Special counsel Robert Mueller's team scored a procedural victory Friday in its case against a Russian company accused of bankrolling a vast campaign to meddle in the 2016 election, successfully fighting back an effort to review the instructions given to grand jury before it indicted the company.
Federal Judge Dabney Friedrich rejected a request by the Russian company, Concord Management and Consulting, that asked her to examine the instructions provided to the grand jury. Concord accused Mueller's prosecutors of giving faulty instructions, tainting the grand jury's decision to approve charges.
Concord had sought the judge's review of the grand jury instructions so it could later build an argument alleging due process violations. The company plans to eventually file a motion to drop the indictment.
The judge also signaled that a protective order would ultimately be imposed in the case as the discovery phase begins and both sides start sifting through millions of digital records. Mueller's team had asked for a sweeping protective order that would restrict how Concord handles documents and what would get shared with the other defendants. But Friedrich said she preferred a middle-ground approach.
The proceedings played out at an hour-long hearing at the DC federal courthouse as a more prominent drama unfolded in the same building: the hearing to determine whether former Trump campaign chairman Paul Manafort would be sent back to jail after getting hit with new charges last week.
The company was indicted in February alongside two other Russian companies, a prominent Russian oligarch and 12 other Russians that worked for the firms. The indictment accused the companies of operating a Kremlin-backed troll farm that created and disseminated propaganda on US social media to interfere with the 2016 presidential election. Concord has pleaded not guilty to conspiracy.
US-based lawyers for Concord, led by Eric Dubelier, argued that prosecutors needed to explicitly tell the grand jury that Concord knew the US laws and knew that its actions violated those statutes. But Friedrich noted that the defense never established, for sure, that the jury received instructions at all.
"I see no need to breach the secrecy of the grand jury," Friedrich said after peppering the defense with questions about their request. "Breaching the secrecy of the grand jury is not an easy thing to do."
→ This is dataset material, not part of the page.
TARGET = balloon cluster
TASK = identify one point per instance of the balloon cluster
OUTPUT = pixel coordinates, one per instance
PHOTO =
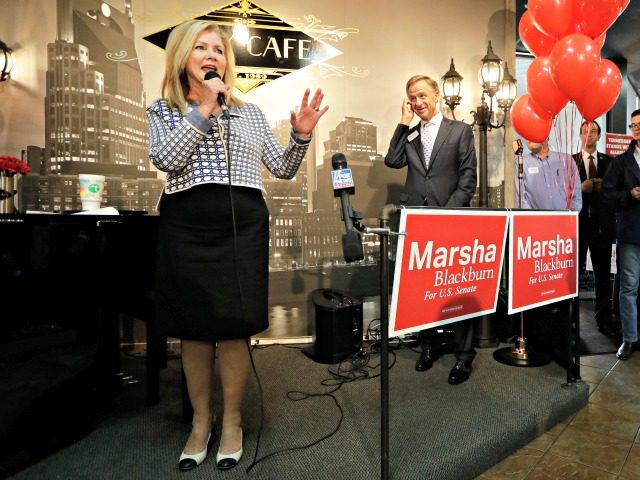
(566, 37)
Later in the hearing, Friedrich made it clear that there would be a protective order to regulate how the government provides discovery materials to Concord's lawyers. Mueller's team previously asked the judge to prevent Concord from sharing materials with its Russian co-defendants because of fears that the information could be used by Russian intelligence in future operations against the United States.
"The government has demonstrated good cause to protect some of the discovery," Friedrich said.
Friedrich, a Trump appointee, said she was "trying to get discovery off the ground" and instructed both sides to quickly reach an agreement, before the weekend, on how to handle non-sensitive documents. In a joint filing Friday afternoon, the two sides proposed an interim deal to share documents without putting national security at risk. As part of the deal, documents would be password-protected, Concord's lawyers would need to keep sensitive files off Internet-connected devices and Concord could not share these materials with anyone beyond their legal team.
But a lot of the materials include sensitive information, like stolen Social Security numbers or details that could identify people that are helping the government with its case. For this information, Friedrich told both sides to reach an agreement within 10 days or else she would come up with a deal on her own.
For the sensitive materials, Friedrich said she saw "areas of common ground" and said someone from the Justice Department should act as "firewall counsel" and review the documents on behalf of Concord. But Friedrich said the "firewall counsel" should not come from the special counsel's office.